Strage di Bologna, i giudici: “prove eclatanti del contributo di Licio Gelli e dei servizi segreti”

“All’esito dell’istruttoria, si deve ritenere raggiunta la prova che Paolo Bellini fece parte del commando che eseguì materialmente la strage del 2 agosto 1980, con mansioni esecutive e di raccordo con gli altri concorrenti”. «All’attuazione della Strage contribuirono in modi non definiti, ma di cui vi è precisa ed eclatante prova nel documento Bologna, Licio Gelli e il vertice di una sorta di servizio segreto occulto che vede in D’Amato la figura di riferimento in ambito atlantico ed europeo». E’ quanto emerge da alcuni dei passaggi più significativi delle motivazioni di ben 1742 pagine, depositate ieri dalla Corte di Assise di Bologna, della sentenza di primo grado di condanna dell’ex militante di Avanguardia nazionale, Paolo Bellini (con la pena dell’ergastolo) e di Piergiorgio Segatel e Domenico Catracchia, per la strage del 2 agosto 1980, in ipotesi commessa in concorso con Licio Gelli, Umberto Ortolani, Federico Umberto D’Amato e Mario Tedeschi, tutti deceduti.
Lo spontaneismo armato è solo un’«ipocrisia»: «I gruppi terroristici erano a disposizione di chiunque riuscisse a dare loro una prospettiva politica». La strage di Bologna fu (lo sappiamo) «di natura politica», e «l’ipotesi sui “mandanti” non è un’esigenza di tipo logico-investigativo, ma un punto fermo». In particolare, poi: «Gli elementi di prova ravvisabili a carico di Paolo Bellini si palesano, sia dal punto di vista quantitativo che qualitativo, come di gran lunga maggiori e più incisivi rispetto a quelli ravvisati a carico di altri soggetti che sono stati condannati per lo stesso fatto». E soprattutto sul ruolo della P2: «All’attuazione della Strage contribuirono in modi non definiti, ma di cui vi è precisa ed eclatante prova nel documento Bologna, Licio Gelli e il vertice di una sorta di servizio segreto occulto che vede in D’Amato la figura di riferimento in ambito atlantico ed europeo».

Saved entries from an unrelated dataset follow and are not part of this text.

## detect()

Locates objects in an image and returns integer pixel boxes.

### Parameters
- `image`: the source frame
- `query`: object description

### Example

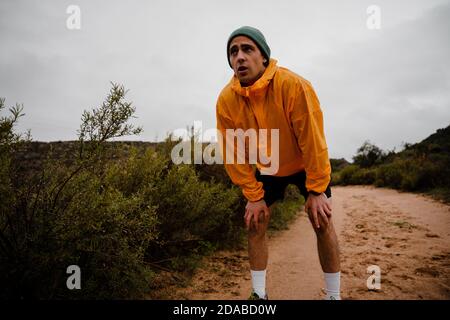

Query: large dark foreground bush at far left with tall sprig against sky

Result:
[0,84,163,299]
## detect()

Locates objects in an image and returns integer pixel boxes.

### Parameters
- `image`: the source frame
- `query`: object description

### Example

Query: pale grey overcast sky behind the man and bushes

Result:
[0,0,450,160]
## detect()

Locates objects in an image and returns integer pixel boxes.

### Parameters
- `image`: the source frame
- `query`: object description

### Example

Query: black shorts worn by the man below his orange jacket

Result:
[255,170,331,207]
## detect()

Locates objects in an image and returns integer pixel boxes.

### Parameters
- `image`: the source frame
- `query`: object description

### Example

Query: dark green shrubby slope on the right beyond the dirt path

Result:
[333,126,450,202]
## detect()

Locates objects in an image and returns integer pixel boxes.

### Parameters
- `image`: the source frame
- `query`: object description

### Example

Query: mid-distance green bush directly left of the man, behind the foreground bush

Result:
[108,149,243,269]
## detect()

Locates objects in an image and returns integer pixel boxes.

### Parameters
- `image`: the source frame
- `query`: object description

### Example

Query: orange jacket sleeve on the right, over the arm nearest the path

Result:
[290,82,331,192]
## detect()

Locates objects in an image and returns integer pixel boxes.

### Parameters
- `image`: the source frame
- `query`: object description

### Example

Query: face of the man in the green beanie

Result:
[228,36,266,87]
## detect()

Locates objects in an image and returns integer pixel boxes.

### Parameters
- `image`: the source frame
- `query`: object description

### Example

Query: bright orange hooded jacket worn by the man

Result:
[216,59,331,201]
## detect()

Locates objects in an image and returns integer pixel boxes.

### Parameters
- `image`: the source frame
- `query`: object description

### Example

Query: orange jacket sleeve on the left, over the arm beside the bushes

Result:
[216,98,264,201]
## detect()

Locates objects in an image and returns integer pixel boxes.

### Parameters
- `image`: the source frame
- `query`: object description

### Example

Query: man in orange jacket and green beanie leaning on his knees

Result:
[216,26,340,300]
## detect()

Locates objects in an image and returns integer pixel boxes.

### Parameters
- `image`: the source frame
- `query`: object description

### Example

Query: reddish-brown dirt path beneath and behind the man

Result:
[169,186,450,300]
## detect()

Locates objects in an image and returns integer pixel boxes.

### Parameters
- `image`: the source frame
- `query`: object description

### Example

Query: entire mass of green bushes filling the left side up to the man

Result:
[0,84,248,299]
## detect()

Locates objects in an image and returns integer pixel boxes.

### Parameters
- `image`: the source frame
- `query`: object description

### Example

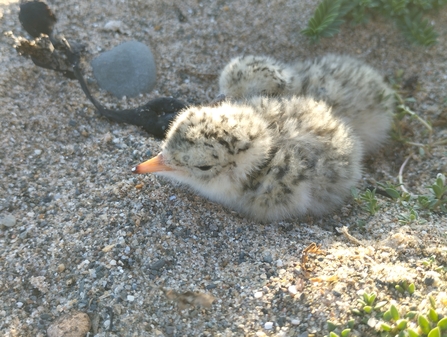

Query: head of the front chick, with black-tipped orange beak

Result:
[133,103,271,195]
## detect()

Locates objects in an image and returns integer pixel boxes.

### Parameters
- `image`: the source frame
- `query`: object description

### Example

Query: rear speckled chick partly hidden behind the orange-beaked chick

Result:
[219,54,394,153]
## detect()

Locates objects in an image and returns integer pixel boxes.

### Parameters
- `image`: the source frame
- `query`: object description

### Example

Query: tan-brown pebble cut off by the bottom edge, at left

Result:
[47,311,92,337]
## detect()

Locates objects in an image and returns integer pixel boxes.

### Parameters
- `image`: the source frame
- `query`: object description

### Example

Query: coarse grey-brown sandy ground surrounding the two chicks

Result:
[0,0,447,337]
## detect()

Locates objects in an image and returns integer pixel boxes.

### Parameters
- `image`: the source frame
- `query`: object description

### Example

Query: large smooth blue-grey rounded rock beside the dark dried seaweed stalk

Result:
[92,41,156,98]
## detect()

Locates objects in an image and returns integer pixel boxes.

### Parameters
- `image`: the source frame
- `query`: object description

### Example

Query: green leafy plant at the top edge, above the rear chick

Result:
[301,0,447,46]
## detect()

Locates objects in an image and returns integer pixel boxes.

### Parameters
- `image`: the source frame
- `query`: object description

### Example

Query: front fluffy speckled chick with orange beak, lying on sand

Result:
[134,96,362,221]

Sempre a proposito di Gelli i giudici proseguono: “Si può dire, all’esito dell’indagine della Procura generale e del dibattimento, e che l’ipotesi sui mandanti non è un’esigenza di tipo logico-investigativo, ma un punto fermo”. “La strage di Bologna – ragiona la Corte – ha avuto dei mandanti tra i soggetti indicati nel capo d’imputazione, non una generica indicazione concettuale, ma nomi e cognomi nei confronti dei quali il quadro indiziario e talmente corposo da giustificare l’assunzione di uno scenario politico, caratterizzato dalle attività e dai ruoli svolti nella politica internazionale da quelle figure, quale contesto operativo della strage di Bologna”. Secondo i giudici “anche la causale plurima affonda radici nella situazione politico-internazionale del paese e nei rapporti tra estremisti neri e centrali operative della strategia della tensione sui finire degli anni Settanta”. E’ quindi “nella complessa realtà politica di quegli anni che vanno trovate le causali della strage, una causale la cui individuazione va compresa allargando ancora di più il campo di osservazione cui ci si è dovuti necessariamente contenere in questo processo”. E ancora, continua la corte, “anche coloro che si resero verosimilmente mandanti e/o finanziatori della strage, pur senza appartenere in modo diretto a gruppi neofascisti, condividevano i predetti obiettivi antidemocratici di fondo ed ambivano all’instaurazione di uno Stato autoritario, nell’ambito del quale fosse sostanzialmente impedito l’accesso alla politica delle masse”.